By Peek & Toland on February 27, 2017

As many as one in five female students are raped at their colleges and universities, according to the U.S. Department of Justice. The figures have fueled demands for rape kits on campus at one Texas university.

An article in USA Today reported that hundreds of people signed a Change.org petition asking the University of North Texas (UNT) to supply rape kits its campus health center.

The requests were opposed by officials who said costs made the request unfeasible.

University of North Texas students ask for rape kits

Rape kits have become a big issue on some Texas campuses

The article quoted a group of undergraduate students who said they were shocked to discover there were no rape kits available on their campus.

Their shock quickly became galvanized into a petition that attracted in excess of 500 names. The USA Today article pointed out as many as 20 percent of women who study at a university or other institution become victims of sexual assault. That statistics suggests as many as 3,000 women out of 36,000 at UNT will experience sexual assault during their time on campus.

The campaign failed to move university authorities. Spokesman Buddy Price said the health center at the campus is geared toward sexually transmitted infections, trauma, and pregnancy — as opposed to sexual trauma.

There’s clear evidence that rape kits are beneficial. A recent study by Case Western Reserve University of approximately 5,000 un-submitted “rape kits” in Cuyahoga County, Ohio led to the indictment of 520 defendants and 211 sexual assault convictions, suggesting an ongoing conviction success rate of 90 percent, reported Forbes.

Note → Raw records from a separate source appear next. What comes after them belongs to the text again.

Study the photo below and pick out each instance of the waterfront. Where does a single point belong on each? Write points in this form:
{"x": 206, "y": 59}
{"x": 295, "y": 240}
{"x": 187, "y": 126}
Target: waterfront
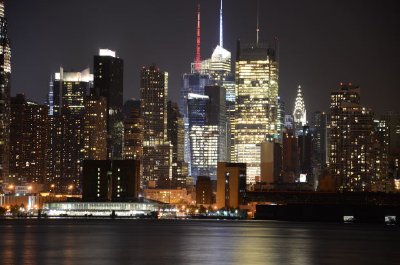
{"x": 71, "y": 241}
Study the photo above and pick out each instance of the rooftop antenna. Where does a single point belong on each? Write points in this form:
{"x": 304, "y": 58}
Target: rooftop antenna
{"x": 221, "y": 36}
{"x": 258, "y": 20}
{"x": 198, "y": 58}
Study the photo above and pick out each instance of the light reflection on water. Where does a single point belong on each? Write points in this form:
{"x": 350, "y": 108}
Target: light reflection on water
{"x": 70, "y": 242}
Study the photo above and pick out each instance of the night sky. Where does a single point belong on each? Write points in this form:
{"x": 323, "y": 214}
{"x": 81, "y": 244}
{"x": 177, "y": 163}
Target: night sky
{"x": 322, "y": 43}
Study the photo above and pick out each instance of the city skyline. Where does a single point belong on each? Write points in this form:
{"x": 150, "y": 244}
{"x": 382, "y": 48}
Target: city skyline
{"x": 314, "y": 51}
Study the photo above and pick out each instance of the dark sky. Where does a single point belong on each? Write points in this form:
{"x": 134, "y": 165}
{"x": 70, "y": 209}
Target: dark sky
{"x": 321, "y": 42}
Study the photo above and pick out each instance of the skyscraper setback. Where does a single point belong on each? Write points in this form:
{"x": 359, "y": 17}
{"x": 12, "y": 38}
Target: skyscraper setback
{"x": 5, "y": 79}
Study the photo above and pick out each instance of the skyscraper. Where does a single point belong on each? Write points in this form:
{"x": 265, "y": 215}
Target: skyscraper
{"x": 108, "y": 83}
{"x": 256, "y": 104}
{"x": 176, "y": 135}
{"x": 351, "y": 140}
{"x": 66, "y": 100}
{"x": 29, "y": 140}
{"x": 133, "y": 130}
{"x": 157, "y": 153}
{"x": 5, "y": 79}
{"x": 95, "y": 128}
{"x": 320, "y": 139}
{"x": 207, "y": 131}
{"x": 299, "y": 111}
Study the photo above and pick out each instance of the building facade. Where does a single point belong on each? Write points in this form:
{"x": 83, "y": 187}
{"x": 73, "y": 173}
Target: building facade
{"x": 157, "y": 153}
{"x": 108, "y": 83}
{"x": 231, "y": 185}
{"x": 95, "y": 128}
{"x": 351, "y": 140}
{"x": 256, "y": 105}
{"x": 29, "y": 140}
{"x": 111, "y": 180}
{"x": 66, "y": 101}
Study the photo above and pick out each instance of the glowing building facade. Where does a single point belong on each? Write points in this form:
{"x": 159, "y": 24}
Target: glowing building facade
{"x": 299, "y": 111}
{"x": 207, "y": 131}
{"x": 351, "y": 157}
{"x": 256, "y": 105}
{"x": 66, "y": 100}
{"x": 5, "y": 80}
{"x": 29, "y": 140}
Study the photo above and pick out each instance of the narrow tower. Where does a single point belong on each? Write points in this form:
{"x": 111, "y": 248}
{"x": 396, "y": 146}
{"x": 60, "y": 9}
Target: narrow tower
{"x": 5, "y": 80}
{"x": 221, "y": 29}
{"x": 299, "y": 112}
{"x": 198, "y": 57}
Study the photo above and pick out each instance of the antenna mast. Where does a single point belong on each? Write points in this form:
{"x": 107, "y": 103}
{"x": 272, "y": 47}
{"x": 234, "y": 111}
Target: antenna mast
{"x": 198, "y": 58}
{"x": 258, "y": 20}
{"x": 221, "y": 36}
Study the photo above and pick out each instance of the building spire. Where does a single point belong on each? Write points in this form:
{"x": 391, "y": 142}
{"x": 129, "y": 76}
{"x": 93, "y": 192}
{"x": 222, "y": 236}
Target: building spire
{"x": 198, "y": 58}
{"x": 258, "y": 20}
{"x": 221, "y": 30}
{"x": 299, "y": 112}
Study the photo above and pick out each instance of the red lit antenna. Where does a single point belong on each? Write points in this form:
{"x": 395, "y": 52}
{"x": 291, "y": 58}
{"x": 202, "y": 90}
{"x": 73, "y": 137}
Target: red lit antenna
{"x": 198, "y": 58}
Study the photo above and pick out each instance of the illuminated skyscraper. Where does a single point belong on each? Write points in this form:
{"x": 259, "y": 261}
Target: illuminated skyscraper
{"x": 176, "y": 135}
{"x": 29, "y": 140}
{"x": 108, "y": 83}
{"x": 299, "y": 111}
{"x": 351, "y": 140}
{"x": 66, "y": 100}
{"x": 95, "y": 128}
{"x": 5, "y": 79}
{"x": 256, "y": 105}
{"x": 133, "y": 130}
{"x": 207, "y": 130}
{"x": 157, "y": 153}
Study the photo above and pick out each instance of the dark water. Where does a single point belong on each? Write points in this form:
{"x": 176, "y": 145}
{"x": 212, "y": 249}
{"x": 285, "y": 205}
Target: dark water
{"x": 69, "y": 242}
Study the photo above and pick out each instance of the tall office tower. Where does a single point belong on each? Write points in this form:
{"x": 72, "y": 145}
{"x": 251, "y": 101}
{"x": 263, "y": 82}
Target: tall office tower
{"x": 256, "y": 104}
{"x": 176, "y": 135}
{"x": 351, "y": 140}
{"x": 5, "y": 80}
{"x": 95, "y": 128}
{"x": 67, "y": 110}
{"x": 29, "y": 139}
{"x": 305, "y": 155}
{"x": 133, "y": 130}
{"x": 381, "y": 181}
{"x": 299, "y": 111}
{"x": 281, "y": 117}
{"x": 320, "y": 139}
{"x": 193, "y": 83}
{"x": 231, "y": 185}
{"x": 108, "y": 83}
{"x": 290, "y": 156}
{"x": 207, "y": 130}
{"x": 393, "y": 122}
{"x": 157, "y": 153}
{"x": 271, "y": 161}
{"x": 203, "y": 191}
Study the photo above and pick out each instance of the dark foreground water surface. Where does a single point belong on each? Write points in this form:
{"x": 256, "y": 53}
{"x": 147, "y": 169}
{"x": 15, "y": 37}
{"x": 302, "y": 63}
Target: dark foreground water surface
{"x": 68, "y": 242}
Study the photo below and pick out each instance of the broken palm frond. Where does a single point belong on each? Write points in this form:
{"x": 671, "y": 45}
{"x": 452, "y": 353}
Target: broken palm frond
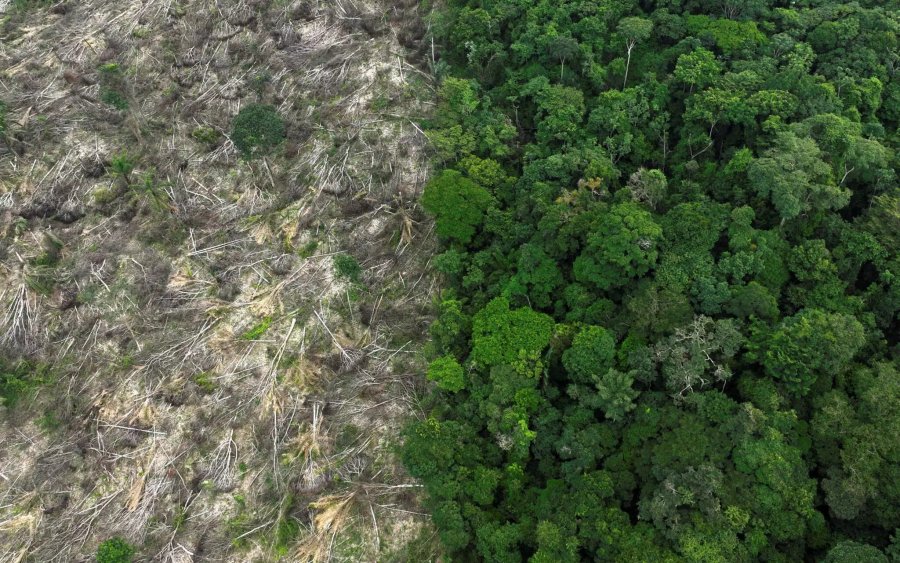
{"x": 333, "y": 513}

DNA evidence from these kits can also clear defendants who are wrongly convicted of crimes. In some cases, a defendant was convicted of sexual assault on the basis of false allegations.

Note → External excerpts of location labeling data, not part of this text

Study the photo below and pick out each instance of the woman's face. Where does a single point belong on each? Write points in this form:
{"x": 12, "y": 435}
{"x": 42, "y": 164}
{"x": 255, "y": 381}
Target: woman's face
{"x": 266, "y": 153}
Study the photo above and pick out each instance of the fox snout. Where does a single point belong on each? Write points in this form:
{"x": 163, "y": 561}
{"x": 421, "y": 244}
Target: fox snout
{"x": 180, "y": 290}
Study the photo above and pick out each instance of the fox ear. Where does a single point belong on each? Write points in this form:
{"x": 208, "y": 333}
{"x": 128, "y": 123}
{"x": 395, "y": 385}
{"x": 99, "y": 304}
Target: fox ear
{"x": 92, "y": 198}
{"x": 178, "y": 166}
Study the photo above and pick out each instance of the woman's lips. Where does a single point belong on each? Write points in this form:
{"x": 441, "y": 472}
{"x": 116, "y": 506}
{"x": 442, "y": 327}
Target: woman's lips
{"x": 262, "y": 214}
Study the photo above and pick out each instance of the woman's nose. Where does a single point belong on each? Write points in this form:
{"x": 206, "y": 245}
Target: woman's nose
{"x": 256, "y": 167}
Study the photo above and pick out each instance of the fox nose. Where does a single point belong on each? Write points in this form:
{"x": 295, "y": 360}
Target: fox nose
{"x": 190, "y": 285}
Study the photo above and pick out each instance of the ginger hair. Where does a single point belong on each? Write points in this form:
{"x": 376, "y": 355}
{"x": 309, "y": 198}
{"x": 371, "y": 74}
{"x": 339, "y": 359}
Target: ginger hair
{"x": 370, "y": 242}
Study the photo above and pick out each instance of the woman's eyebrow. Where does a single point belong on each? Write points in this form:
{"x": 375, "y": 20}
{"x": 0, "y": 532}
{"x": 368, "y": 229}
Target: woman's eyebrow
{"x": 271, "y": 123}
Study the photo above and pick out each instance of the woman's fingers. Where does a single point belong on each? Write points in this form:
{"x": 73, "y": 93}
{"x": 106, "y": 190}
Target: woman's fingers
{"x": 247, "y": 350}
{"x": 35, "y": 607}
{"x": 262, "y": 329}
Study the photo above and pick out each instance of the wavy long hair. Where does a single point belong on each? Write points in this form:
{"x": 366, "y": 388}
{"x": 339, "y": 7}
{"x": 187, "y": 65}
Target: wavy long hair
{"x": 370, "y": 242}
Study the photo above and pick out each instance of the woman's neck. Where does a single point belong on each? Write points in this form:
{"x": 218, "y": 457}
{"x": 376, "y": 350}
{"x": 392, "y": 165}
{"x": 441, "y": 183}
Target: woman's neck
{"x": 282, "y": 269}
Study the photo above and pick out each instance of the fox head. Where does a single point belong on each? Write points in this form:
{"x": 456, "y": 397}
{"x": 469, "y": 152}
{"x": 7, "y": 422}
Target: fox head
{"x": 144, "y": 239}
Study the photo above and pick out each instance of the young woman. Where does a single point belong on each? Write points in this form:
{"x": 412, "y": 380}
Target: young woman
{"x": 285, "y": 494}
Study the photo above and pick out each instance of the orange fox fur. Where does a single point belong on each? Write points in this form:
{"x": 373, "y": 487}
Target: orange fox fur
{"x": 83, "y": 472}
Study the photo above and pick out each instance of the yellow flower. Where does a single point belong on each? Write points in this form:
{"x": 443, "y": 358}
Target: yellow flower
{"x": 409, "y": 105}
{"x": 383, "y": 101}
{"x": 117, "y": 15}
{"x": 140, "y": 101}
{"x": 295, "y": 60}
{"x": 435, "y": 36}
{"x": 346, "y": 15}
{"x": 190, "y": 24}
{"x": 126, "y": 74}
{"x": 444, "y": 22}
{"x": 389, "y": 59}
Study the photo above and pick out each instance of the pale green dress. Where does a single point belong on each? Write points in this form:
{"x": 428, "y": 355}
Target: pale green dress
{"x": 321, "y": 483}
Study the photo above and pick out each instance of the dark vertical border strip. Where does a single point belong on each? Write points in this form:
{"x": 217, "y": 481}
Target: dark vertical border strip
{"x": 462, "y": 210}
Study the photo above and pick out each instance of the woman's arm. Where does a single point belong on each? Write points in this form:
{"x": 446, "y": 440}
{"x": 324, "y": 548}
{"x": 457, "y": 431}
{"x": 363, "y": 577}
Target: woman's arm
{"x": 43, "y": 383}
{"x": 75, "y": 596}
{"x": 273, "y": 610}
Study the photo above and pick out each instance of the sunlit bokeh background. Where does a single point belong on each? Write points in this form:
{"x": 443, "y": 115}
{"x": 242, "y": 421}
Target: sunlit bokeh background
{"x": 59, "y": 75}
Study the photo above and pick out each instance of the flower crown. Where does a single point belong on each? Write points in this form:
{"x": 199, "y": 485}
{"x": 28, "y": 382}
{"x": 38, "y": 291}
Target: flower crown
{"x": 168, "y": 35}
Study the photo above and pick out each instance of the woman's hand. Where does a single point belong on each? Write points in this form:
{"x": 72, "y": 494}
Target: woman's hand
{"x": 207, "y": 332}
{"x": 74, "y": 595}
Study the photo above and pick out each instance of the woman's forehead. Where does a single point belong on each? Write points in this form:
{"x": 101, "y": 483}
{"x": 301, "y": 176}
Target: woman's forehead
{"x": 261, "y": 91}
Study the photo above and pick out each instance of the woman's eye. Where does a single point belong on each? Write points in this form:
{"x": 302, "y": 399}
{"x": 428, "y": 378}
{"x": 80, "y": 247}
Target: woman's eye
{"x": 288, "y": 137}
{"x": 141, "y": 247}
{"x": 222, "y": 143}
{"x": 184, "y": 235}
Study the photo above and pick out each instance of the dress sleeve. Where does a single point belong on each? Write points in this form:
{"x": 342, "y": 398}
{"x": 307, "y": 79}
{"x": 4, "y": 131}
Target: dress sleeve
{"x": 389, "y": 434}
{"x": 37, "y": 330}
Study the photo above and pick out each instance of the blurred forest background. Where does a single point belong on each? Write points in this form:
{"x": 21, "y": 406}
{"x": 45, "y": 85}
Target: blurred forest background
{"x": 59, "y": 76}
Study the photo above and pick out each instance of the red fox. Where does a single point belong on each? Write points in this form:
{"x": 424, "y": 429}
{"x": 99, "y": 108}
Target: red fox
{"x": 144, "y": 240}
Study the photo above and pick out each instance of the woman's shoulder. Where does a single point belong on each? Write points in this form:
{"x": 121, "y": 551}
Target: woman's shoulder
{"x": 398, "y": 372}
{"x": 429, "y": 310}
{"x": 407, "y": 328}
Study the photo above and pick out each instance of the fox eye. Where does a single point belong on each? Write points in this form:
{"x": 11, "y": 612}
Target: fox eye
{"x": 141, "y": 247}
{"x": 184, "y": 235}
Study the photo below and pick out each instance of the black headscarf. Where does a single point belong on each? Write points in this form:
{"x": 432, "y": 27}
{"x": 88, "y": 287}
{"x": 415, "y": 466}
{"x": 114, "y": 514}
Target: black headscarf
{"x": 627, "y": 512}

Rape on campuses is has been a hot button for years. In 2014, Rolling Stone documented an alleged gang rape at the University of Virginia. The report came from an interview with an unidentified witness. The story later unraveled and the publication lost a defamation case brought by a former member of staff at the University in 2016.

Although sexual assault is clearly a serious problem at universities, our Austin criminal defense attorneys are well aware of the need for solid evidence. Texas, like many other states, has a large backlog in the testing of kits that threatens to impede justice.